EKMA, which is largely being supplanted for use in ozone NAAQS attainment demonstration by grid-based models, simulates urban ozone formation in a hypothetical box of air that is transported from the region of most intense source emissions (a center city, for example) to the downwind point of maximum ozone accumulation. Emissions of VOCs and NOx are assumed to be well mixed in the box, which varies in height, to account for dilution caused by changes in the height of the mixed layer of air; ozone formation is simulated using a photochemical mechanism. By simulating an air mass as a box of air over its trajectory for a large number of predetermined combinations of initial VOC and NOx concentrations, EKMA generates ozone isopleths that are, to varying degrees, specific to particular cities. Once the maximum measured ozone concentration in a city has been identified, the VOC and NOx reductions needed to achieve the National Ambient Air Quality Standard (NAAQS) are determined in EKMA from the distances along the VOC and NOx axes to the isopleth that represents the 120 ppb (parts per billion) peak ozone concentration mandated by the NAAQS.
The location of a particular point on the ozone isopleth is defined by the ratio of the VOC and NOx coordinates of the point, referred to as the VOC/ NOx ratio. Figure 6-1 shows that the shape of the ozone isopleths depends on the VOC/NOx ratio. (The lines in Figure 6-1 correspond to VOC/NOx ratios of 15, 8, and 4 ppb carbon (C)/ppb.) The 0.32 parts per million (ppm) (320 ppb) ozone isopleth, for example, spans a wide range of VOC/NOx ratios. As a result, the degrees of VOC and NOx reductions required to move from the 320 ppb isopleth to the 120 ppb isopleth vary considerably depending on the VOC/NOx ratio at the starting point on the 320 ppb isopleth.

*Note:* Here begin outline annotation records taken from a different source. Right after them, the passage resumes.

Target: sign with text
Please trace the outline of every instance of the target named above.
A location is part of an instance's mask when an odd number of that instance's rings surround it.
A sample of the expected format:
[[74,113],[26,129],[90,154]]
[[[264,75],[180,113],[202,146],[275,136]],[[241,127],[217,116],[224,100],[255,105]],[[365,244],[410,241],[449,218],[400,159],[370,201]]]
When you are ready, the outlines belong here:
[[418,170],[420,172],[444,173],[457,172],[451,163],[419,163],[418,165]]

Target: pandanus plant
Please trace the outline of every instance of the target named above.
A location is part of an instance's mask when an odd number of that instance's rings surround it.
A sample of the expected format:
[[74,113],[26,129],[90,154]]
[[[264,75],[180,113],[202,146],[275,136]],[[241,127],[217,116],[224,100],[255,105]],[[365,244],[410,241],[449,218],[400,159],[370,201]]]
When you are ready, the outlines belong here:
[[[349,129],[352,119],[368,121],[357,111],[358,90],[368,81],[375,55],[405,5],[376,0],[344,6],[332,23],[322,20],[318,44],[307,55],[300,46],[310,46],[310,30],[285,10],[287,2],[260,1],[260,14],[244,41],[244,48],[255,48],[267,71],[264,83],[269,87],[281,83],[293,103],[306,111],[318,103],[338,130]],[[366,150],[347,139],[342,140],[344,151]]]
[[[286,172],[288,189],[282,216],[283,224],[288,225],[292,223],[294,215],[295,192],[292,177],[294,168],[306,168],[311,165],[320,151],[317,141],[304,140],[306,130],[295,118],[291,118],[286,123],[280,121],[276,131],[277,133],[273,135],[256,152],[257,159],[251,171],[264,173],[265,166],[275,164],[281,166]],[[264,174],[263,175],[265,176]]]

The VOC/NOx ratio is important in the behavior of the VOC-NOx-O3 system. Moreover, it has a major effect on how reductions in VOC and NOx affect ozone concentrations. This chapter examines how ozone isopleths depend on the VOC/NOx ratio. Chapter 8 discusses the data on ambient VOC/NOx ratios in urban, suburban, and rural areas of the United States, and Chapter 11 addresses the implications of these ratios for the effectiveness of VOC and NOx control in reducing ozone.